“必然是皇上要回來了,皇后才命人來說書,以免眾妃嬪鬧著離去。”顏才人冷靜分析,稍作沉吟,“你的凌波館離逸韻軒最近,你可有命人留心看著?”
“早吩咐了!”文婕妤搖頭嘆道,“沒有收到消息,想必是皇后早有準備,我的人進不來松香殿。”
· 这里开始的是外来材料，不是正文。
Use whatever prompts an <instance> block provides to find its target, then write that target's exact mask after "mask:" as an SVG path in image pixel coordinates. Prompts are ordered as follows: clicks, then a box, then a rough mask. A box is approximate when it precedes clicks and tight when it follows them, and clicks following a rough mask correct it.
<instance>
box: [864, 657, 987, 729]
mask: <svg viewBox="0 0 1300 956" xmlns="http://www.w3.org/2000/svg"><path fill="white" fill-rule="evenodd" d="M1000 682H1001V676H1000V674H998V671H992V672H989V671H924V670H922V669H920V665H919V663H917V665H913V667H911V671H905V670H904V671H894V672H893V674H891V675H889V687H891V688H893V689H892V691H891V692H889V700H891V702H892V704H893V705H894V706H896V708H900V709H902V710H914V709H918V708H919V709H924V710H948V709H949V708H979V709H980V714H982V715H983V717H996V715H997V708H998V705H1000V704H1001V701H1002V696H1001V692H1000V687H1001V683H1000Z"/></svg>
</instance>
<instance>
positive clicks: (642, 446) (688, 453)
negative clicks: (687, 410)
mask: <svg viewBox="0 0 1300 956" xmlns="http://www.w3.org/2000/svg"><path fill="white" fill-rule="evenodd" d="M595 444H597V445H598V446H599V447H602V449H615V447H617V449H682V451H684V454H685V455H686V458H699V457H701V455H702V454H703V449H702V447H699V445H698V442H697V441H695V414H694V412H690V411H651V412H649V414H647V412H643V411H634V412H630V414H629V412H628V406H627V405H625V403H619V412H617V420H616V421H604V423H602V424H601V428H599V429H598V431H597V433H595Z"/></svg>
“我們得盡快脫身才行,否則……”顏才人面色凝重起來,一句說完,與文婕妤對視一眼。
文婕妤、顏才人都靜默下來,黛眉緊鎖,垂首思索脫身之策。
“你們可是在想如何脫身?”
猝然一道低沉嗓音從旁傳來,顏才人驚得長睫一顫,扭頭往后方看去。
見是桑清快步行來,顏才人和文婕妤那驚駭的眸色才稍緩。
文婕妤一瞧,心念一轉,也不向往日般依照規矩下禮,只蹙眉問道:“麗妃怎么也出來了?”
“你們能看出皇后此舉有異,難道本宮就是瞎眼的不成?”桑清低聲哼笑,面色稍微一緩,嘆氣道,“慧妃于本宮,那可比親妹妹還親。本宮身份尷尬,你們也是知曉的。而今,慧妃有難,你們若有心相助……”說著,銀牙一咬,竟對著二人屈膝欠身,“桑清在此先行謝過!”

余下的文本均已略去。